Joshua Bell is pictured at his tent in Edmonton on Thursday October 19, 2023. Jason Franson/The Canadian Press.
Despite what they like to believe, not even the richest can escape the corrosive consequences of a culture that grows ever more stressful. Not even the most closely gated community can avoid an ever more dysfunctional environment. As the poet reminded us, “No man is an island.” Indeed, the global village is a reality. Everything (and everyone) is linked to everything (and everyone). No one is immune to the precarity and the siege mentality that are both causes and consequences of the collapse of the safety net that long helped underpin confidence in the country’s future. We used to believe the 20th century belonged to Canada; no one’s saying that about the 21st.
Though our prime minister-in-waiting, Pierre Poilievre, has yet to commit to supporting social programs such as child care and dental care, he is adamant he will “fix the budget.” Whatever that means. As things stand, Canada needs cutbacks like a hole in the head. That’s one of the main reasons we got into this mess in the first place.

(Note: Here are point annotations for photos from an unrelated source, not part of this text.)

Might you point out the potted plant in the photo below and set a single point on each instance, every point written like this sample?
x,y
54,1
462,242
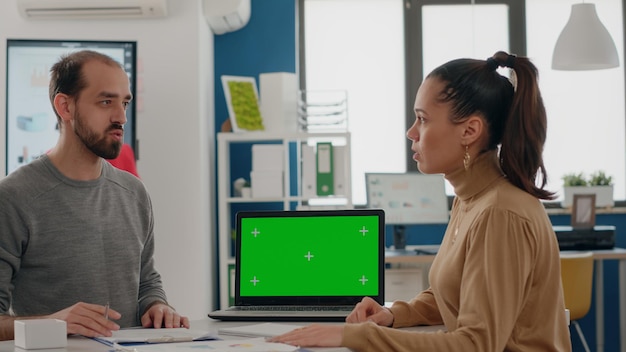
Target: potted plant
x,y
598,183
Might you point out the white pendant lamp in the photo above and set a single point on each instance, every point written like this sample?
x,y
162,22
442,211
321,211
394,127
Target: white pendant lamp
x,y
584,43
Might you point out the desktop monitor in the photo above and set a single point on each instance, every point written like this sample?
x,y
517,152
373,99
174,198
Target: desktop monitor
x,y
408,198
31,125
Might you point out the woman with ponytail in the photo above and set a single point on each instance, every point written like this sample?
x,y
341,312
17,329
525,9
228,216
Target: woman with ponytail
x,y
495,282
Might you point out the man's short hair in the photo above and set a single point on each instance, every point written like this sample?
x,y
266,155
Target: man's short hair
x,y
66,76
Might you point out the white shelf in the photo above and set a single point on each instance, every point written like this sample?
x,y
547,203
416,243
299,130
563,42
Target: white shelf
x,y
226,200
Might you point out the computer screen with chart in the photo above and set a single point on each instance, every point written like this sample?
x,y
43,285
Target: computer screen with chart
x,y
408,198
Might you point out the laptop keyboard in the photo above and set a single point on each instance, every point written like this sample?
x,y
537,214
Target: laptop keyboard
x,y
295,308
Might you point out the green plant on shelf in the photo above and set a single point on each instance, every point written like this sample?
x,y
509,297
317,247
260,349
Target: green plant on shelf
x,y
599,178
574,180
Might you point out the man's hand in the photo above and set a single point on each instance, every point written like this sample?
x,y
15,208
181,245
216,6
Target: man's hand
x,y
314,335
369,310
88,319
161,315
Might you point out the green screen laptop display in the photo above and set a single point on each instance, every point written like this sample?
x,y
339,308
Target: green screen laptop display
x,y
316,257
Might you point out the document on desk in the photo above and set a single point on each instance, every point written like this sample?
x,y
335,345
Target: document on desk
x,y
247,345
152,336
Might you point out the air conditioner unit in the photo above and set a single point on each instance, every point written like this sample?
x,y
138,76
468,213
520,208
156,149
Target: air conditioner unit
x,y
91,9
226,15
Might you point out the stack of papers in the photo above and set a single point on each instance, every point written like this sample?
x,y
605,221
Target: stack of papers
x,y
142,335
258,330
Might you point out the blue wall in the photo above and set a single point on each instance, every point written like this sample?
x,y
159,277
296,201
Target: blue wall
x,y
268,44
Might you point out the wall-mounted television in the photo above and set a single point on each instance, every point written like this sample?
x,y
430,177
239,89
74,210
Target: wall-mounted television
x,y
31,125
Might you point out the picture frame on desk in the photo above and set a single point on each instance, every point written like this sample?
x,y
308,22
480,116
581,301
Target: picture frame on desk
x,y
583,211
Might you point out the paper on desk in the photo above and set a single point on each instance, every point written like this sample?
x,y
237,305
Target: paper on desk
x,y
258,330
149,335
247,345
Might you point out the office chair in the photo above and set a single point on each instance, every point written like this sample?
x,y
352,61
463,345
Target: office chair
x,y
577,279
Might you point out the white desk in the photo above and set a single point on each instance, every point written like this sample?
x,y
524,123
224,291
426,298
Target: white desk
x,y
410,256
81,344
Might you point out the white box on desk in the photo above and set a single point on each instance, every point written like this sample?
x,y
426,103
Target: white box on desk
x,y
40,333
267,157
266,183
278,93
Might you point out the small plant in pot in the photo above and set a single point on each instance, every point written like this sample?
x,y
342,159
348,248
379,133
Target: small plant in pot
x,y
598,183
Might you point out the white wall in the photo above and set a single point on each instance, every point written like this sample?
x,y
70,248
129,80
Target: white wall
x,y
174,128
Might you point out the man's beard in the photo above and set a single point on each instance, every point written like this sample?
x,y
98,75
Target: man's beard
x,y
96,144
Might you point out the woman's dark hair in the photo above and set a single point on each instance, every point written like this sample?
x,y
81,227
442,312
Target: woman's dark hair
x,y
514,113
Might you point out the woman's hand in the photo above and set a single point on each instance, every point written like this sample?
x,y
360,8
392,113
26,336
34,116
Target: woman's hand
x,y
369,310
314,335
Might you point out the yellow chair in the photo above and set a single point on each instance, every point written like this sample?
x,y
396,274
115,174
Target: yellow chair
x,y
577,279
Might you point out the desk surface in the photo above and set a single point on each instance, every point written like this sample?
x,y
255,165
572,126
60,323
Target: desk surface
x,y
81,344
411,254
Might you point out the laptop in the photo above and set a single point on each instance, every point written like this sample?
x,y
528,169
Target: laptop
x,y
307,265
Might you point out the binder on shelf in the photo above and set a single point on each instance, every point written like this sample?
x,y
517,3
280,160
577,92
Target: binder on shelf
x,y
231,284
309,171
324,168
309,181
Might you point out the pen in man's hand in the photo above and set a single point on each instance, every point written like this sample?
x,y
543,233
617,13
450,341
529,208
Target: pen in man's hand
x,y
106,311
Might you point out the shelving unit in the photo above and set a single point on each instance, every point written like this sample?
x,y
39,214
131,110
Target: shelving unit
x,y
292,194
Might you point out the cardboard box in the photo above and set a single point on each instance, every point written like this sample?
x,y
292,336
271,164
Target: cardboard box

After the Second World War, social housing was one of the federal government’s more successful programs. But in the early 1990s, the governments of Brian Mulroney and Jean Chretien downloaded the file to the provinces, which downloaded it to the municipalities, minus the required funding, of course. Today, Finland is the only country that has successfully managed the problem of homelessness. The Finns don’t see housing as a reward for good behaviour, but rather a crucial first step to getting lives back on track and treating the usual causes of homelessness, mental illness, addiction, and poverty. The virtual elimination of homelessness in that country confirms the soundness of that approach.
Canada is nowhere near solving the problem here. As the wider housing crisis reminds us, you don’t have to be homeless here to be in need of a place to live.